Even more important update: I tried the same code on Java 8, and System.currentTimeMillis() works as expected:
1449242048.588 368936.080131
1449242048.590 368936.082132
1449242048.592 368936.084132
1449242048.594 368936.086132
1449242048.596 368936.088133
1449242048.598 368936.090133
1449242048.600 368936.092133
1449242048.602 368936.094133
1449242048.604 368936.096133
1449242048.606 368936.098134
1449242048.608 368936.100134
1449242048.610 368936.102134
Main run took 20.036 seconds. Expected time: 20.0
Thanks to @Tunaki for the hint.
Update: I think it's useful to quote the link referenced in the response to the duplicate question here:
System.currentTimeMillis() is implemented using the GetSystemTimeAsFileTime method, which essentially just reads the low resolution time-of-day value that Windows maintains. Reading this global variable is naturally very quick - around 6 cycles according to reported information. This time-of-day value is updated at a constant rate regardless of how the timer interrupt has been programmed - depending on the platform this will either be 10ms or 15ms (this value seems tied to the default interrupt period).
(emphasis mine)
I have some data recorded with timestamps derived from System.nanoTime(). When I play it back, I use a thread that spins in a tight loop calling System.nanoTime() until enough nanoseconds elapse to duplicate the difference between the timestamps.

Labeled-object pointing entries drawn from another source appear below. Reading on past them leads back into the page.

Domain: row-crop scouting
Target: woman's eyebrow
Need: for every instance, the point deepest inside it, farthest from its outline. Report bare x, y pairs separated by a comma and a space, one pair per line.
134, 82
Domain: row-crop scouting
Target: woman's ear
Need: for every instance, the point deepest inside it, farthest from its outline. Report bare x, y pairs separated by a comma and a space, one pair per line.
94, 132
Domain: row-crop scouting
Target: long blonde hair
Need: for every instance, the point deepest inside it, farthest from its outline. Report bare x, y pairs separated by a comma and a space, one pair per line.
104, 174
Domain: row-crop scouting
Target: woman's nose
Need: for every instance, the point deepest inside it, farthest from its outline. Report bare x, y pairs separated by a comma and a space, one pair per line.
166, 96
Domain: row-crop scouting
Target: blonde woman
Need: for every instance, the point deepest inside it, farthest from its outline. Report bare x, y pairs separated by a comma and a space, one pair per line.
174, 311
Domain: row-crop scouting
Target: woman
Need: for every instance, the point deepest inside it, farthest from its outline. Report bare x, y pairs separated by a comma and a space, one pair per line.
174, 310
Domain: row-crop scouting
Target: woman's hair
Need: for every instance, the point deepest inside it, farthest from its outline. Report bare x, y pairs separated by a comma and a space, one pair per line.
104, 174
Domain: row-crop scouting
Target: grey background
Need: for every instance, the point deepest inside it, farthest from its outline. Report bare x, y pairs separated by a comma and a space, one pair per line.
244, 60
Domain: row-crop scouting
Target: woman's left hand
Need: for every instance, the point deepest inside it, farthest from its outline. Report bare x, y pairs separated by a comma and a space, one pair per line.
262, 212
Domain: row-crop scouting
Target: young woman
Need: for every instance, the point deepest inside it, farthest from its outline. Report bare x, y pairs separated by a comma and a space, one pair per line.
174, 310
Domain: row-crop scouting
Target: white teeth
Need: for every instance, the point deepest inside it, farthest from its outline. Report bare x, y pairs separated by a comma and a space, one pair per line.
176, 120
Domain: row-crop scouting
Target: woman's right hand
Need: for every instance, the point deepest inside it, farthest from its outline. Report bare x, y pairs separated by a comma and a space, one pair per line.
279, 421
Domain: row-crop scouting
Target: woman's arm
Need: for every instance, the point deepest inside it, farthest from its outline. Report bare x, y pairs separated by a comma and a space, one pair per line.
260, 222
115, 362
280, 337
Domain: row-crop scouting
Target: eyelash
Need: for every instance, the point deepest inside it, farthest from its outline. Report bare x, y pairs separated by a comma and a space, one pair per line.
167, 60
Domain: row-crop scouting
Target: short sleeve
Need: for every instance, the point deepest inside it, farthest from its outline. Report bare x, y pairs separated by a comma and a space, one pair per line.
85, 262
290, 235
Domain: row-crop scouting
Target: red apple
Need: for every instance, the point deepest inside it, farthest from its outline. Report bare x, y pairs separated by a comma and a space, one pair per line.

I've noticed that mixing System.currentTimeMillis() with this kind of playback produces very strange results, at least on Windows 7. The nano time updates as expected, but milli time jumps 16 millis at a time.
Overall waiting time (measured using millis) is still as expected. Here is the tail end of the log of the little program I wrote to illustrate this:
1449238154.610 365042.452692
1449238154.626 365042.454692
1449238154.626 365042.456692
1449238154.626 365042.458692
1449238154.626 365042.460692
1449238154.626 365042.462693
1449238154.626 365042.464693
1449238154.626 365042.466693
1449238154.626 365042.468693
1449238154.642 365042.470693
1449238154.642 365042.472694
1449238154.642 365042.474694
1449238154.642 365042.476694
1449238154.642 365042.478694
1449238154.642 365042.480694
Main run took 20.0 seconds. Expected time: 20.0
To the left is millis time, to the right is nanos time, both normalized to seconds. As you can see, millis time is not updated every millisecond but rather about once per 16 milliseconds.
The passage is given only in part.